A separable, dynamically local ontological model of quantum mechanics

TL;DR

This paper presents a novel ontological model of quantum mechanics that is both separable and dynamically local, addressing a key question about the compatibility of these properties within quantum theory.

Contribution

It introduces a new ontological model based on Deutsch and Hayden's work that satisfies both separability and dynamical locality, unlike previous models.

Findings

The model reproduces quantum predictions without violating dynamical locality.

It can be framed within ontological models where Bell's theorem applies.
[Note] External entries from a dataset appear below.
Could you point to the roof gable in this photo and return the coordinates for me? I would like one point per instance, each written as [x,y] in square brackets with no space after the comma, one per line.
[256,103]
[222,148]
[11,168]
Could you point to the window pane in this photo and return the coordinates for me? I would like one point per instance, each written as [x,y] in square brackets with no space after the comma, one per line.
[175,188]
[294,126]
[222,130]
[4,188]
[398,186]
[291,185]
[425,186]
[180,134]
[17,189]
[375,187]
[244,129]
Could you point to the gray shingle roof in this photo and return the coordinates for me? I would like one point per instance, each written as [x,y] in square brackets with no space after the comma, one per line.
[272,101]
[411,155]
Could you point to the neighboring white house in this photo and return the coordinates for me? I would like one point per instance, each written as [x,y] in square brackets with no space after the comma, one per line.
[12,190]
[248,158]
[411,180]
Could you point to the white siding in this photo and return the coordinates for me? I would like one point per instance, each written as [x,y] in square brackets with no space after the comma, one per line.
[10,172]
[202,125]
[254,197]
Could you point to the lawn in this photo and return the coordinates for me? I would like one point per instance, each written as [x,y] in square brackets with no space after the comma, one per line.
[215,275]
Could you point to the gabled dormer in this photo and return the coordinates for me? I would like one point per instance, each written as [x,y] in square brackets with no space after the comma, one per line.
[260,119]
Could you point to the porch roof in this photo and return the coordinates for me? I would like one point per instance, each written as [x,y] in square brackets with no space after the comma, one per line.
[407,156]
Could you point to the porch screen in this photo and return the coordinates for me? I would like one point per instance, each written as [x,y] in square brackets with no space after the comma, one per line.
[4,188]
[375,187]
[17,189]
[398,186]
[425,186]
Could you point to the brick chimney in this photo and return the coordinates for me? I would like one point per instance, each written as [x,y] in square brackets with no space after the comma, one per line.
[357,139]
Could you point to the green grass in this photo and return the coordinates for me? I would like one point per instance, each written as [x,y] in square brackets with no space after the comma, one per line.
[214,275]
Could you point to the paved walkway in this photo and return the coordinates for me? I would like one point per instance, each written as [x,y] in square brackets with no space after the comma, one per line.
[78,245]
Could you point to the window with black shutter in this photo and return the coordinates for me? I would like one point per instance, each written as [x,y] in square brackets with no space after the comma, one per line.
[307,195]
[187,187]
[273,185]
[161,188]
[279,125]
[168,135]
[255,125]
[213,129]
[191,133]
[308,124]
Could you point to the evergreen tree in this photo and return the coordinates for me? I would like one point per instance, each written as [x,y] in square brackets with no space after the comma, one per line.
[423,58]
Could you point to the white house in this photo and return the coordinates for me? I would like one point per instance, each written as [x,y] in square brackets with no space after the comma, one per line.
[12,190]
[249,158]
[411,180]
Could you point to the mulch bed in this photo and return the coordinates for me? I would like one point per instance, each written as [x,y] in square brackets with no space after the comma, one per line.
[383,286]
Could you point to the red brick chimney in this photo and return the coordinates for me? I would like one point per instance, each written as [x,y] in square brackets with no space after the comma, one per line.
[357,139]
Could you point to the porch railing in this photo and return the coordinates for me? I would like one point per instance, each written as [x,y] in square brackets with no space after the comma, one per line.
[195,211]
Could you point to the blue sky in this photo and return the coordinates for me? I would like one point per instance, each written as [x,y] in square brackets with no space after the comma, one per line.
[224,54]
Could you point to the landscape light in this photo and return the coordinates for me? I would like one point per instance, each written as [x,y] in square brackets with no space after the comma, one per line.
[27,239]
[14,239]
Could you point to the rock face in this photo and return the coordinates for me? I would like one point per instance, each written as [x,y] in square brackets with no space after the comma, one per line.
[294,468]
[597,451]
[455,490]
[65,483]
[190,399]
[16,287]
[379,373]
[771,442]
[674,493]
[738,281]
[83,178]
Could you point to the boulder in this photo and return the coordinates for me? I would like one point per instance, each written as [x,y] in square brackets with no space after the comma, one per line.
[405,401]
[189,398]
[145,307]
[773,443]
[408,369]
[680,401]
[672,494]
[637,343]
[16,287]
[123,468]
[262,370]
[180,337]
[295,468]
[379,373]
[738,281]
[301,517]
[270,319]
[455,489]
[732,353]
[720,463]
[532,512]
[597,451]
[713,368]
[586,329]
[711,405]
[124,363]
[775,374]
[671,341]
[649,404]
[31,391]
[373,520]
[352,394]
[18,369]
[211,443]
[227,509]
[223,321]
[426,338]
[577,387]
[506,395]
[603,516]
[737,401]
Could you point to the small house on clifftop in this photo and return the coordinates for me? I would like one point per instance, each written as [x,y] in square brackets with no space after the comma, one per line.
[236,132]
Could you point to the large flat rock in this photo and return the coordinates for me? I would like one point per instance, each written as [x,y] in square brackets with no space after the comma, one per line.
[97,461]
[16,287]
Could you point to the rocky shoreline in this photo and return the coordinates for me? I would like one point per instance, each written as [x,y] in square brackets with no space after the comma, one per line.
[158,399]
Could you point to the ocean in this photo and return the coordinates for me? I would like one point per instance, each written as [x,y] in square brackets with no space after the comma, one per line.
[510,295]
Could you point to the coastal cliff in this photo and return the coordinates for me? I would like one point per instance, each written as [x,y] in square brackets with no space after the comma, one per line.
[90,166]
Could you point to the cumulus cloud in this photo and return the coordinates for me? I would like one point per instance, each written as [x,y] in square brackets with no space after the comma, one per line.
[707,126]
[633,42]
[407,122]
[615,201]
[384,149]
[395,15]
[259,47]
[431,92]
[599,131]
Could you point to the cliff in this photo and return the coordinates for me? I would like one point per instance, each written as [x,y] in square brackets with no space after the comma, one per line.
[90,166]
The model violates local causality but maintains separability and dynamical locality.

Abstract

A model of reality is called separable if the state of a composite system is equal to the union of the states of its parts, located in different regions of space. Spekkens has argued that it is trivial to reproduce the predictions of quantum mechanics using a separable ontological model, provided one allows for arbitrary violations of `dynamical locality'. However, since dynamical locality is strictly weaker than local causality, this leaves open the question of whether an ontological model for quantum mechanics can be both separable and dynamically local. We answer this question in the affirmative, using an ontological model based on previous work by Deutsch and Hayden. Although the original formulation of the model avoids Bell's theorem by denying that measurements result in single, definite outcomes, we show that the model can alternatively be cast in the framework of ontological models, where Bell's theorem does apply. We find that the resulting model violates local causality, but satisfies both separability and dynamical locality, making it a candidate for the `most local' ontological model of quantum mechanics.